I've been thinking a lot lately about my sewing as art therapy. I started sewing 5 years ago in an attempt to fill hours that had once only been filled with work. I was a workaholic and I did not know how to do anything else with my time. When forced to resign from my full time job to save my sanity, I looked back in my life to see what I had done for "fun" before work entered. I had to look back to high school. Sewing. I decided to teach myself to make the clothes I could never figure out in Home Ec. I prayed for a sewing machine. A friend gave me one. So I bought some Sewing Patterns for Dummies & sewed Barbie clothes. When I succeeded with that, I bought a pattern for baby doll clothes. Easy. Meanwhile I sewed some straight seams and made my mom a quilt. I am still waiting for her to take a picture of that so I can post it! Anyway, I bought another pattern for Dummies and made myself a dress--out of two pieces...easy. After that I braved Simplicity, McCalls, and Butterick patterns. I can follow any pattern now. I still hate inserting zippers and setting sleeves, but I can do both well...after picking out hundreds of stitches. It's just part of the process. Seam rippers get used as much as sewing machine needles.
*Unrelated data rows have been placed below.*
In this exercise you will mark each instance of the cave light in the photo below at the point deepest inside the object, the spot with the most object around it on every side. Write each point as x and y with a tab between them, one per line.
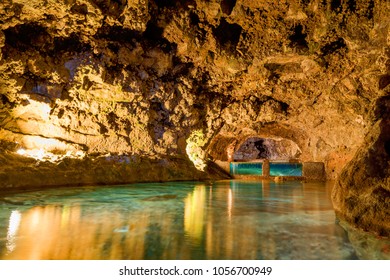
13	226
42	155
194	149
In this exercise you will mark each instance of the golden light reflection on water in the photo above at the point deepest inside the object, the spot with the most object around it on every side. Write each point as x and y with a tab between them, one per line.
232	221
194	212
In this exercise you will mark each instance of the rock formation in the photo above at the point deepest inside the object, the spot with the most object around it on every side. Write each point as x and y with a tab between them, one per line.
109	91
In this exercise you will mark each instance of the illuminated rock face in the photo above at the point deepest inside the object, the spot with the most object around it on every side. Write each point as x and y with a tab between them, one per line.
84	81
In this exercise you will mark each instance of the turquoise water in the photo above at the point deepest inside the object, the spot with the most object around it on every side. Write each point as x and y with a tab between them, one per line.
285	169
183	220
247	168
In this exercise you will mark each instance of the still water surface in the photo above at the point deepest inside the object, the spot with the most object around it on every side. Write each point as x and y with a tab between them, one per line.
182	220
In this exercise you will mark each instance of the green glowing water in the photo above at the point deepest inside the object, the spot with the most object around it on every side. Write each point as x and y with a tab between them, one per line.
182	220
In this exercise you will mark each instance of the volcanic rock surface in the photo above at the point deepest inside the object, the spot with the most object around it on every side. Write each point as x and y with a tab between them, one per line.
109	91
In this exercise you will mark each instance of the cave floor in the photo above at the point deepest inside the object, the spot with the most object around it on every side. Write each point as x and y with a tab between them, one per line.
230	219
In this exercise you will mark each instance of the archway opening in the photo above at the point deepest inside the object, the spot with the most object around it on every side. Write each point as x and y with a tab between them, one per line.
258	148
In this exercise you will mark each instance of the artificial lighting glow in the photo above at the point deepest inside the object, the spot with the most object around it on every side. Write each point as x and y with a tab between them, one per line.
194	149
42	155
230	204
13	226
194	213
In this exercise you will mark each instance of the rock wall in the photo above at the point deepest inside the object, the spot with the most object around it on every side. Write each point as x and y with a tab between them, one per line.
362	193
85	80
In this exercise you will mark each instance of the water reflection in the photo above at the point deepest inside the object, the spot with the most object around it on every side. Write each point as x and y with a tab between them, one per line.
223	220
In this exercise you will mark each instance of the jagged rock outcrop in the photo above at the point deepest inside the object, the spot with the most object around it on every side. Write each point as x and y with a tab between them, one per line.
362	193
84	80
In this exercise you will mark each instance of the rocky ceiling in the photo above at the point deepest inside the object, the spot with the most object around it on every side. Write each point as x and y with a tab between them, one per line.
93	91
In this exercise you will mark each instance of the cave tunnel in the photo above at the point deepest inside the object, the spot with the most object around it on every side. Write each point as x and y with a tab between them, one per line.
253	148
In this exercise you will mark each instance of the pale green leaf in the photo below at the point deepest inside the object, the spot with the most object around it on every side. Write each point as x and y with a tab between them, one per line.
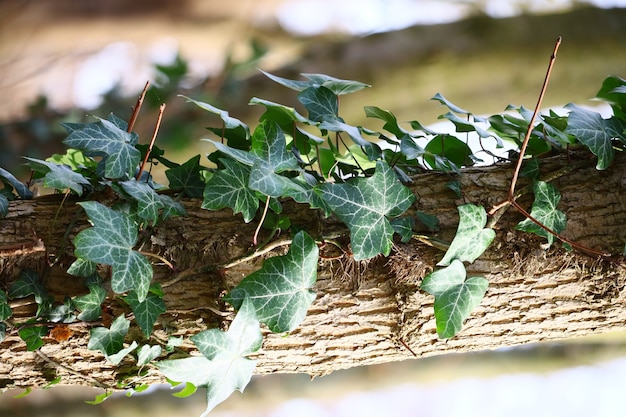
364	205
104	138
228	368
148	353
594	132
110	242
471	238
60	177
545	211
228	187
281	291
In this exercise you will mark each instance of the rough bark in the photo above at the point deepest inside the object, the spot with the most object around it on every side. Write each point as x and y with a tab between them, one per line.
365	312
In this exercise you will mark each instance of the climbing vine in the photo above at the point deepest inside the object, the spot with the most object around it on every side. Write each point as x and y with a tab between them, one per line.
317	158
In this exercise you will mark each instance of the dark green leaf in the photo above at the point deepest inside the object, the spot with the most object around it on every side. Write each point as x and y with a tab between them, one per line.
228	187
111	341
187	178
110	242
106	139
147	311
364	204
5	309
471	238
225	366
60	177
595	132
545	210
32	336
281	290
10	179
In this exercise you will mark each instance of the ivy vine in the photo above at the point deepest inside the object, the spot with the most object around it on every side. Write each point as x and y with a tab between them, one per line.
317	158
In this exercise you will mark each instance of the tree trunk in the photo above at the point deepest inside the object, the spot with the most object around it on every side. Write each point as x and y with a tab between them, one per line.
365	312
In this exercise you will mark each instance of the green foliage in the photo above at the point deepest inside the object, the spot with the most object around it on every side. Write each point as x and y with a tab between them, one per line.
352	172
544	210
224	366
281	290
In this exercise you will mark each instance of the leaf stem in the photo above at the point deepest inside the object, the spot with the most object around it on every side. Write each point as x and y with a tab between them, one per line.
149	150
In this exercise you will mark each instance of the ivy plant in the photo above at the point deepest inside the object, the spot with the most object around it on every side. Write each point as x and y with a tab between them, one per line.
314	157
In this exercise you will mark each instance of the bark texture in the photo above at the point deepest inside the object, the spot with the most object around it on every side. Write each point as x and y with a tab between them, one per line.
365	312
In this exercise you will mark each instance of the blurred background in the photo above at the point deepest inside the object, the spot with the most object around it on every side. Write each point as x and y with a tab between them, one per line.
61	60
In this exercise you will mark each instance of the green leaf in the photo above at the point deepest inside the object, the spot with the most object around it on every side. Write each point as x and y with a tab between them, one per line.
147	311
104	138
100	398
613	91
29	283
111	341
545	211
22	190
228	187
187	178
364	204
440	98
224	367
281	290
455	297
594	132
189	390
232	127
110	242
32	336
471	238
90	305
320	102
5	309
147	354
59	177
449	148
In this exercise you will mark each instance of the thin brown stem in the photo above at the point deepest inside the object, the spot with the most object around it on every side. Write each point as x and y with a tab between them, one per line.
135	113
532	120
156	131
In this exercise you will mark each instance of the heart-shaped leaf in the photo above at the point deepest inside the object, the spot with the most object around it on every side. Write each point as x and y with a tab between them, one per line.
225	366
111	242
471	238
364	205
281	290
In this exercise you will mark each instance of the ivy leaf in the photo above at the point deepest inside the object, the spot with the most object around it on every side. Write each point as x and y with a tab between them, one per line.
59	177
32	336
22	190
224	367
455	297
320	102
594	132
187	178
110	242
237	131
89	305
147	311
148	353
228	187
471	238
281	290
545	210
364	204
111	341
105	138
5	309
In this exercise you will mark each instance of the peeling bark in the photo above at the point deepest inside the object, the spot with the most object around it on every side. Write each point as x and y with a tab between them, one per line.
365	312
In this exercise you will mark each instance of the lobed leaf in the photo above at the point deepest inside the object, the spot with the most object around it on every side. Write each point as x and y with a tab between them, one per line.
281	291
364	205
I suffer from diagnosed clinical depression. I had been through hundreds of hours of therapy--yes, helpful. One day I was sewing and felt a new feeling that I had not felt. After therapy, you question your feelings and want to label them. I realized it was pleasure. It had been so long since I had felt pleasure...if you have ever been depressed you understand....in sewing, creating, I found healing. I am educated--two college degrees, and have had some classes in couseling...like I said been to therapy forever...but received more healing out of sewing than anything else...art therapy I now find out it is called...I never knew much about it until I started researching it lately. Yes, sewing is my art. Sewing is my therapy.
I see a project before I start it. I don't know how to explain this. I guess artists call it inspiration or getting the muse. "I dream my painting and then paint my dream." said Vincent Van Gogh. I have a simliar process. Each baby quilt I craft is made esp. for that baby...based on what I know of the parents and/or the child. It's hard to sew for those I don't know...why I have not entered craft fairs until this week. I see the clothes I sew in my head before I make them. I usually pick fabric first and then pattern. Or I see a piece of fabric and the picture of the finished project appears in my head and then I try to find a pattern to match it. If I can't, I alter or make it without the pattern. I don't have many UFOs because I need to see completion...I worked so long in a field that didn't provide completion and satisfaction from that completion.
I dream of owning a machine quilter. Now I handquilt, tie, or machine quilt with my standard machine...very difficult with large quilts. This is usually limited to baby quilts. I usually tie the large ones I make. One of these days my garage will be turned into my studio...but my desire is not to turn it into a quilt business, but a form of art therapy.